これはヘレンの自信を取り戻す練習にもなるかなと思っているし。
「うん。ヘレンにもその話はしてある」
帝国から帰還する途上でヘレンにその話をしたのだ。最初は少し渋っていたが、俺が頼み込むと意外なほどあっさりと頷いてくれた。
カテリナさんがその話を聞いて「お嬢様はずるい」とひどく羨ましそうにしていたが。
「じゃあ、あとで頼むわね」
「手加減はしねーかんな」
「望むところよ」
「大怪我はしないようにな」
キャッキャとはしゃぎながら出ていく二人を追いかけるように俺は声をかけた。だが、あの様子だとどれくらい届いたかは分からんな……。

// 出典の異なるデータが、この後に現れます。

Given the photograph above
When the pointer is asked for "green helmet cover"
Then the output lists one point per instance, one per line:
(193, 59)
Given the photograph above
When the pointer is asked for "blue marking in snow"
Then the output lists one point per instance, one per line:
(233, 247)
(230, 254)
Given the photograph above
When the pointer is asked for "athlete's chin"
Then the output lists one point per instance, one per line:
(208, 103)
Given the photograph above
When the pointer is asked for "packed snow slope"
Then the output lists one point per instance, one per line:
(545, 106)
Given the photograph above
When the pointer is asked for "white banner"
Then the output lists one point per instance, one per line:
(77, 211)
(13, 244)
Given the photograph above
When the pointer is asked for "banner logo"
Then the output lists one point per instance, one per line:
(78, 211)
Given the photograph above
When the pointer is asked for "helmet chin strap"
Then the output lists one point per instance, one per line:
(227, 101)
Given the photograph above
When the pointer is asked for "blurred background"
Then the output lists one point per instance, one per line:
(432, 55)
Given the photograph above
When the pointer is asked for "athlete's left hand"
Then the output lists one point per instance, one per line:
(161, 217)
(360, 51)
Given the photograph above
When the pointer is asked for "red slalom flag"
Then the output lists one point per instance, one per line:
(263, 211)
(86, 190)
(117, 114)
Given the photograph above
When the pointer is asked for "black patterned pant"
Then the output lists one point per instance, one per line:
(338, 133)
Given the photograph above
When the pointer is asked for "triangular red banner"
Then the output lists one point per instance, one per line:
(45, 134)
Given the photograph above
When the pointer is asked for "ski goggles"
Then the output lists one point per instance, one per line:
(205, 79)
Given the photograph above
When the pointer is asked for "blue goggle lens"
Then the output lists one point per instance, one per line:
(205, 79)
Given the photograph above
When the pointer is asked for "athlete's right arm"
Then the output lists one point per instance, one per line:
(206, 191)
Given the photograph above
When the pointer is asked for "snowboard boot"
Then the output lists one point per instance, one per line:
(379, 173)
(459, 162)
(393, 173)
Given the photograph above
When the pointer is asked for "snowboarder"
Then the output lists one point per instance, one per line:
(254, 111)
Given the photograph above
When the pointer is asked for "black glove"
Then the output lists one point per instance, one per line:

これから先を考えれば、うちの戦力が向上するのは歓迎こそすれ否定することはない。
女性しかいないので、その全てを女性に任せなくてはいけないところに、元地球人で古臭いオッさんの観念が疑問を投げてくる。
「女だけ、か」
ちょっとした作業をやろうと思い、鍛冶場に入りながら俺はふとひとりごちた。
前にも気にはなったことだが、うちには俺を除けば男は誰ひとりとしていない。クルルもメスらしいし。特に選ばずにそこそこの期間を過ごしてきて、こんなに女性ばかりと知り合うものだろうか。
いや、マリウスやカミロ、サンドロのおやっさん達男性とも知り合ってはいるのだが、うちに来るような男性が今のところいない。
この世界に住むそこそこの年齢の男性なら基本的には定職を持っているので、うちに来られるような条件にはならないのも確かではある。
それを考えればうちに来るのが女性ばかり、と言うのもおかしい話ではないのだが……。それにしても多すぎやしないだろうか。
俺はちらりと神棚を見やった。祀ってある女神像の微笑みが、自分で彫ったものなのに意味ありげに見えて仕方なかった。